How Weather Affects Joint Pain?

We’ve all been there, sitting around with clear, blue skies when good ‘ol Aunt Em starts whining about her arthritis flaring up and her joints becoming painful and stiff. She lets everyone know that bad weather is upon us with confidence. You swear the weatherman said it was going to be a glorious afternoon, but lo and behold, Auntie is right. Drops of rain start sprinkling down just minutes later, and a full storm is about to let loose. How does she know this? Is it possible her joints are a better indicator of weather than the news? Let’s find out!

Research and studies have shown that indeed, arthritis can flare up with change in temperature or barometric pressure. There is likely some link between pain and changes in weather.

One such study from Tufts University in 2007 showed some interesting correlation between arthritis pain and weather. They found that every 10 degree drop in temperature was associated with increased arthritis pain in the patients they studied. Additionally, just low barometric pressure or low temperatures had shown to increase pain.

So What Causes This Phenomenon?

While there has been no hard evidence to explain this phenomenon, it is likely that changes in the atmospheric pressure increase swelling in the joint capsule. Now, some people will complain of more arthritic pain when it is colder, rainy, windy or snowy. Some people will be adamant that their pain changes with temperature, but that may not be completely true. Studies show that barometric pressure is the most likely culprit.

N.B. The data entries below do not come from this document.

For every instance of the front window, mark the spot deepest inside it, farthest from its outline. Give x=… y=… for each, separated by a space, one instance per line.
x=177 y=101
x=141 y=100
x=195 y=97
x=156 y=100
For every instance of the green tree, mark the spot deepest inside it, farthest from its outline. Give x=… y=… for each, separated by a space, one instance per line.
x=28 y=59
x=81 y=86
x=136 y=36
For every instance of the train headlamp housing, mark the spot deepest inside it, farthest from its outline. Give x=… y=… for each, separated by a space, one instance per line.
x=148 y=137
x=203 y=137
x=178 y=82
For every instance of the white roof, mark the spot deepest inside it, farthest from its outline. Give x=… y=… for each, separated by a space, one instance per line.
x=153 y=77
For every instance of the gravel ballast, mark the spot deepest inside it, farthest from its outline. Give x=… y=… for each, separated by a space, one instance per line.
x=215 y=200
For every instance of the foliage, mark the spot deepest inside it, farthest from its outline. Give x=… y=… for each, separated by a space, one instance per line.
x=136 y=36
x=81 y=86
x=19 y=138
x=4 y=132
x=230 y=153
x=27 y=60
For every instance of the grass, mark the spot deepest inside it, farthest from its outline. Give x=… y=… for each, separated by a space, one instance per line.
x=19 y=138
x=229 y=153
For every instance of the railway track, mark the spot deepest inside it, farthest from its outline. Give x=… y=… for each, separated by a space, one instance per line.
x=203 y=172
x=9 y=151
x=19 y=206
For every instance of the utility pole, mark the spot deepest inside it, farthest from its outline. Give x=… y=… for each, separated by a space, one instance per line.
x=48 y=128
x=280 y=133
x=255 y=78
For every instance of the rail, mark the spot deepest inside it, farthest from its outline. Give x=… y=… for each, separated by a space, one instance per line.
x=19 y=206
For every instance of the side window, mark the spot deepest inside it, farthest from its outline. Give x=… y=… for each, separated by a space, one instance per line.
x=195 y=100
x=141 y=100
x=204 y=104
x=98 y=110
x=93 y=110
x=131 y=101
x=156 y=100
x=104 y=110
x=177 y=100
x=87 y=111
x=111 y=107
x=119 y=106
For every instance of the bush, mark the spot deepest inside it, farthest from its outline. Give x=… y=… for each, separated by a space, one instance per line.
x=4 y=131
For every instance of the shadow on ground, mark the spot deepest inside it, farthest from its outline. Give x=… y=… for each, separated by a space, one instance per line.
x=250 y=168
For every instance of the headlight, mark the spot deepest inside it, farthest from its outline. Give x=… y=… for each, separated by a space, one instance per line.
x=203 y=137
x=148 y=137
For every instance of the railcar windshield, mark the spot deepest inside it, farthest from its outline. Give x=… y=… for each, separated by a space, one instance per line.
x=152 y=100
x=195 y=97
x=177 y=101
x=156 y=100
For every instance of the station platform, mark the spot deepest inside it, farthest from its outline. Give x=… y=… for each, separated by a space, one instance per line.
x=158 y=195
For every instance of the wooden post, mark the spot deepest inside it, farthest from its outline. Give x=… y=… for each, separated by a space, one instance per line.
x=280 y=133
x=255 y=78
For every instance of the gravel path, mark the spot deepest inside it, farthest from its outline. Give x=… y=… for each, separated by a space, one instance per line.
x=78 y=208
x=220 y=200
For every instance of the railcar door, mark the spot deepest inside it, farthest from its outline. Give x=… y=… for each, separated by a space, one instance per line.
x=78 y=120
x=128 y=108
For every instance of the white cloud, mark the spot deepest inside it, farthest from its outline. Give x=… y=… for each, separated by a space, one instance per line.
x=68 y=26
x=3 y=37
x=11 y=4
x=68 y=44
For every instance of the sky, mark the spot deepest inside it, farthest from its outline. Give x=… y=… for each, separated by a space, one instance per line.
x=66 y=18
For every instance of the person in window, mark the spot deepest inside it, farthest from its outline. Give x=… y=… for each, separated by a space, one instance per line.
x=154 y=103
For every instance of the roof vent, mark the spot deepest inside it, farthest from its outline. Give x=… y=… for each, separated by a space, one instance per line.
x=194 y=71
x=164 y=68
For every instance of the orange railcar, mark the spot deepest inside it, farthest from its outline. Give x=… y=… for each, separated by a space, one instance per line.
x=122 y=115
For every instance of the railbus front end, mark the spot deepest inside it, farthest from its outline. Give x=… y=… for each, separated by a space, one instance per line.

What is Barometric Pressure?

Barometric pressure is the actual weight of the atmosphere that surrounds us. If the joints do in fact swell up before a storm hits, that is because the barometric pressure drops at this time. With less pressure in the atmosphere, it also means less air pressure pushing against the body. This then gives way for tissues to expand, and therefore causing the tissues to put pressure on the already arthritic joint.

What About Other Pain?

The same is true for other types of chronic pain. Changes in the atmospheric pressure may also make nerves more sensitive if they’ve been injured or had previous scarring, adhesions or inflammation.

Should I move?

If you are not already a resident of the dry desert of Arizona, many chronic pain sufferers wonder if moving will help their situation. There is this theory that people believe that there are places where the weather has less dramatic changes might help reduce chronic pain. The truth is you will likely still have pain no matter where you live. We certainly would love to have you here in the great state of Arizona, but don’t bank on it solving your pain problems. However, there is no snow to shovel or ice to scrape in the Phoenix area, so maybe you might be to your advantage anyway.

However, the connection between weather changes and joint pain is still considered hypothetical. This is mostly due to mixed conclusions, as some patients have reported no pain during barometric pressure changes at all.

How Do I Get Comfortable?

If you suffer from arthritis or chronic pain, the only way to combat barometric pressure is to find ways to comfort yourself from your pain. If you are noticing more pain during these times, try these ways of getting comfy:

  • Increasing your pain medication (as advised by your doctor only)
  • Warmth: applying heat to joints can help with pain
  • Get moving: exercise can also help loosen joints up and prevent stiffness
  • Mood: improving your mood can also help to shake some pain. When you let your brain take over, it can override the sensations pain can also cause like anxiety and depression

The Truth About Pain and Weather

The good news here is that this pain is temporary. For most people, this pain will be short-lived and eventually dissipate. In fact, your body will adjust to the changes caused by barometric pressure. Your body will move fluid from the joint into circulation. This should help you feel a little less achy and stiff. Rest assured, your body knows what it’s doing and doesn’t want to be in pain either.

Next time Aunt Em starts predicting a storm is brewing, you might just want to listen to what she has to say. Although joint pain is not an official indicator of changes in weather, there might just be a little truth in it. There are definitely some people who can predict weather according to their joint pain.